Employee education can be key to protecting your company's and customers' data.

“Every organization should train their employees on security awareness,” Steve Morgan, founder and editor-in-chief at Cybersecurity Ventures. “And every organization should have a simulated phishing program. This is the process of simulating phishing attacks on employees, regularly, to confirm that the employees are able to recognize the threats and respond to them properly.” Some of the other steps he recommends:

  • Ongoing education. Morgan urges business owners to recognize that training is not a one-shot deal. “We’re talking about behavioral training, and that is not something that changes after one class or watching one video.” To optimize cyber safety, your small business needs to reinforce those lessons and update them to integrate the latest scams.
  • Develop and maintain good data storage and backup practices. Without them, the time and financial costs of data restoration are compounded and may pose secondary threats to your business by delaying your resumption of normal operations.
  • Create a “cyber resiliency.” The last thing you want in the aftermath of a breach is to trust in your ability to improvise productively. As with the simulated phishing scenarios, he urges companies to run breach fire drills “to practice incident and breach response.
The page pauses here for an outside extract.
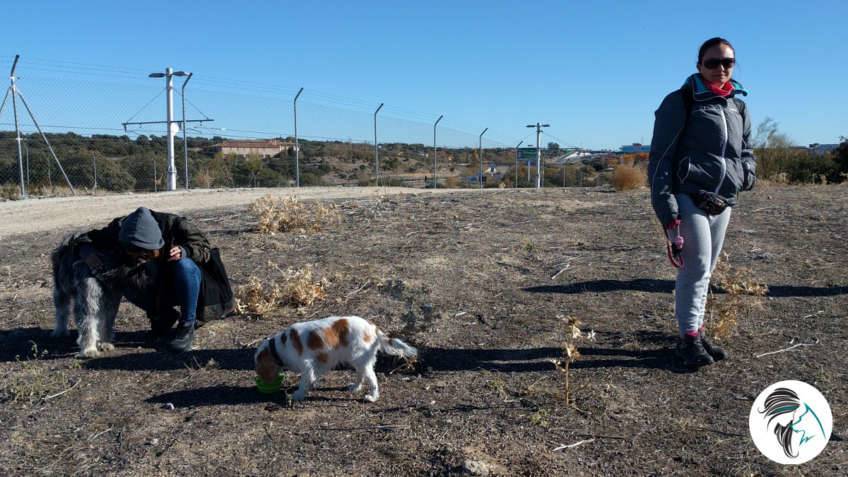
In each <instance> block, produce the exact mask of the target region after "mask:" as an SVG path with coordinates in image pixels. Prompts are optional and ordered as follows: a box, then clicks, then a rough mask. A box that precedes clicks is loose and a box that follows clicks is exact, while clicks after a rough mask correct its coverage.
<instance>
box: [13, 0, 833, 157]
mask: <svg viewBox="0 0 848 477" xmlns="http://www.w3.org/2000/svg"><path fill="white" fill-rule="evenodd" d="M4 17H5V21H4V27H3V29H2V30H0V61H8V62H11V59H12V58H13V57H14V54H15V53H20V54H21V55H22V59H21V64H20V66H19V69H18V76H20V77H21V80H20V87H21V90H22V91H23V92H24V94H26V97H27V99H28V100H29V101H30V103H31V105H32V106H33V109H34V110H35V111H34V112H35V113H36V114H37V115H38V119H39V120H40V121H41V122H42V123H44V124H50V125H56V126H82V127H87V128H92V129H79V128H77V130H78V131H80V132H82V133H92V132H109V131H110V129H109V128H120V123H121V122H122V121H125V120H127V119H129V118H130V117H131V116H133V115H134V114H135V113H137V112H138V110H139V109H140V108H142V106H144V105H145V103H147V102H148V101H149V100H151V99H152V98H153V97H154V96H155V95H156V94H157V93H158V92H159V91H160V90H161V89H162V86H163V82H162V81H161V80H159V81H158V82H157V81H156V80H152V79H147V78H146V74H147V73H149V72H152V71H159V70H163V69H164V67H165V66H168V65H171V66H174V67H175V68H178V69H184V70H187V71H192V72H194V73H195V77H194V78H193V79H192V81H191V83H190V85H189V86H188V91H189V93H188V94H187V98H188V99H189V100H190V101H191V103H192V104H193V105H196V109H195V108H194V107H191V106H190V108H189V115H190V116H191V117H199V115H200V111H202V112H204V113H205V114H207V115H208V116H210V117H213V118H215V120H216V121H215V123H210V124H206V125H205V126H206V127H207V128H209V127H217V128H225V129H224V130H215V129H204V130H202V132H203V134H216V133H217V134H222V135H231V136H233V137H240V136H243V137H261V136H263V135H266V134H265V133H276V134H282V135H287V134H291V132H292V117H291V116H292V113H291V99H292V98H293V96H294V94H295V93H296V92H297V89H298V88H299V87H301V86H303V87H304V88H305V91H304V94H303V96H302V97H301V100H300V103H299V108H298V109H299V113H300V114H299V118H298V129H299V133H300V134H301V135H302V136H306V137H333V138H340V139H347V138H350V139H352V140H354V141H363V140H371V139H372V135H373V132H372V129H371V128H372V122H371V121H372V119H371V118H372V112H373V110H374V109H375V108H376V106H377V105H378V104H379V103H380V102H384V103H385V104H386V106H385V108H384V109H383V111H381V113H380V141H381V142H385V141H390V140H398V141H410V142H423V143H430V142H432V122H433V121H435V119H436V118H437V117H438V116H439V115H440V114H444V115H445V119H444V120H442V122H441V123H440V126H439V128H440V129H439V131H440V137H441V138H442V139H441V140H440V142H442V143H446V144H453V145H458V144H469V145H470V144H476V142H477V135H478V134H479V132H480V131H482V130H483V128H485V127H488V128H489V132H487V133H486V136H485V137H484V138H485V139H486V141H485V144H486V145H489V146H494V145H509V146H512V145H515V143H517V142H518V141H519V140H521V139H525V138H526V140H532V139H534V138H532V137H528V134H529V133H530V130H529V129H527V128H525V125H526V124H530V123H533V122H536V121H542V122H548V123H550V124H551V127H550V129H549V130H548V135H547V136H544V137H543V142H547V141H557V142H559V143H560V144H562V145H576V146H582V147H590V148H618V147H619V146H620V145H622V144H628V143H631V142H640V141H644V142H648V141H650V137H651V130H652V127H653V111H654V110H655V109H656V107H657V105H658V104H659V103H660V101H661V100H662V98H663V96H664V95H665V94H667V93H668V92H670V91H671V90H673V89H675V88H677V87H679V85H680V84H682V82H683V80H684V79H685V78H686V76H688V75H689V74H691V73H692V72H694V64H695V60H696V55H697V49H698V46H699V45H700V43H701V42H702V41H704V40H705V39H707V38H709V37H712V36H716V35H719V36H724V37H726V38H728V39H729V40H730V41H731V42H732V43H733V44H734V46H735V47H736V53H737V59H738V62H739V66H738V68H737V71H736V72H735V78H736V79H737V80H739V81H741V82H742V83H743V84H744V85H745V86H746V87H747V88H748V89H749V90H750V91H751V94H750V96H748V97H747V98H746V101H747V102H748V104H749V107H750V110H751V112H752V115H753V120H754V124H755V125H756V124H758V123H759V122H760V121H761V120H762V119H763V118H765V117H766V116H768V117H771V118H773V119H775V120H776V121H777V122H778V123H779V125H780V129H781V131H783V132H785V133H786V134H788V135H789V137H790V138H791V139H793V140H794V141H795V142H797V143H799V144H807V143H810V142H823V143H827V142H837V141H838V139H839V137H840V136H842V135H847V136H848V120H846V115H845V108H846V106H848V92H846V91H848V90H847V89H846V88H845V87H844V85H845V82H846V78H848V61H846V60H845V58H846V51H845V48H846V45H848V28H846V26H845V24H844V22H845V18H846V17H848V2H846V1H844V0H831V1H812V2H798V1H792V2H790V1H782V0H779V1H757V2H690V3H681V2H670V1H641V2H636V1H597V2H576V1H560V2H551V1H537V2H517V1H515V2H505V1H492V0H489V1H453V2H447V1H430V2H398V1H395V2H385V1H373V2H350V1H347V2H342V1H324V2H283V1H277V2H272V1H242V2H223V1H204V2H184V1H171V2H161V1H143V2H115V1H109V2H106V1H87V2H81V1H80V2H76V1H61V2H60V1H55V2H47V1H36V0H30V1H28V2H15V3H14V4H10V5H5V6H4ZM4 59H8V60H4ZM3 68H6V66H3ZM177 85H179V81H178V82H177ZM198 110H200V111H198ZM177 111H179V108H178V109H177ZM163 116H164V99H163V97H159V98H158V99H157V100H156V101H154V102H153V103H152V104H151V105H150V106H149V107H148V108H146V109H142V110H141V112H139V113H138V115H137V116H136V117H135V119H136V120H160V119H163ZM10 121H11V116H10V114H9V112H8V111H4V112H3V114H2V117H0V123H4V124H6V123H9V122H10ZM25 122H27V121H25ZM3 128H4V129H6V128H7V126H4V127H3ZM95 128H100V129H95ZM160 129H161V128H160ZM53 130H61V128H55V129H53ZM136 131H137V132H146V133H154V134H155V133H157V129H156V128H152V127H148V128H145V129H142V130H138V129H137V130H136ZM114 132H116V133H117V132H118V131H114ZM159 133H160V134H161V132H159ZM193 133H194V132H192V133H190V134H193Z"/></svg>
The steps are going to be different for each organization depending on variables.”

Finally, among the simplest forms of protection is being password-protection savvy. Your anniversary. Your dog’s name. The title of your favorite movie. What do they have in common? When used as passwords, they’re as good as invitations to get hacked. Of course, the more passwords you need, and the more complicated they are, the more likely you are to forget them. That’s where password managers  come in. They allow you to create passwords that are complex enough to foil hackers but give you access to a (password-protected, of course) list so you don’t have to remember them.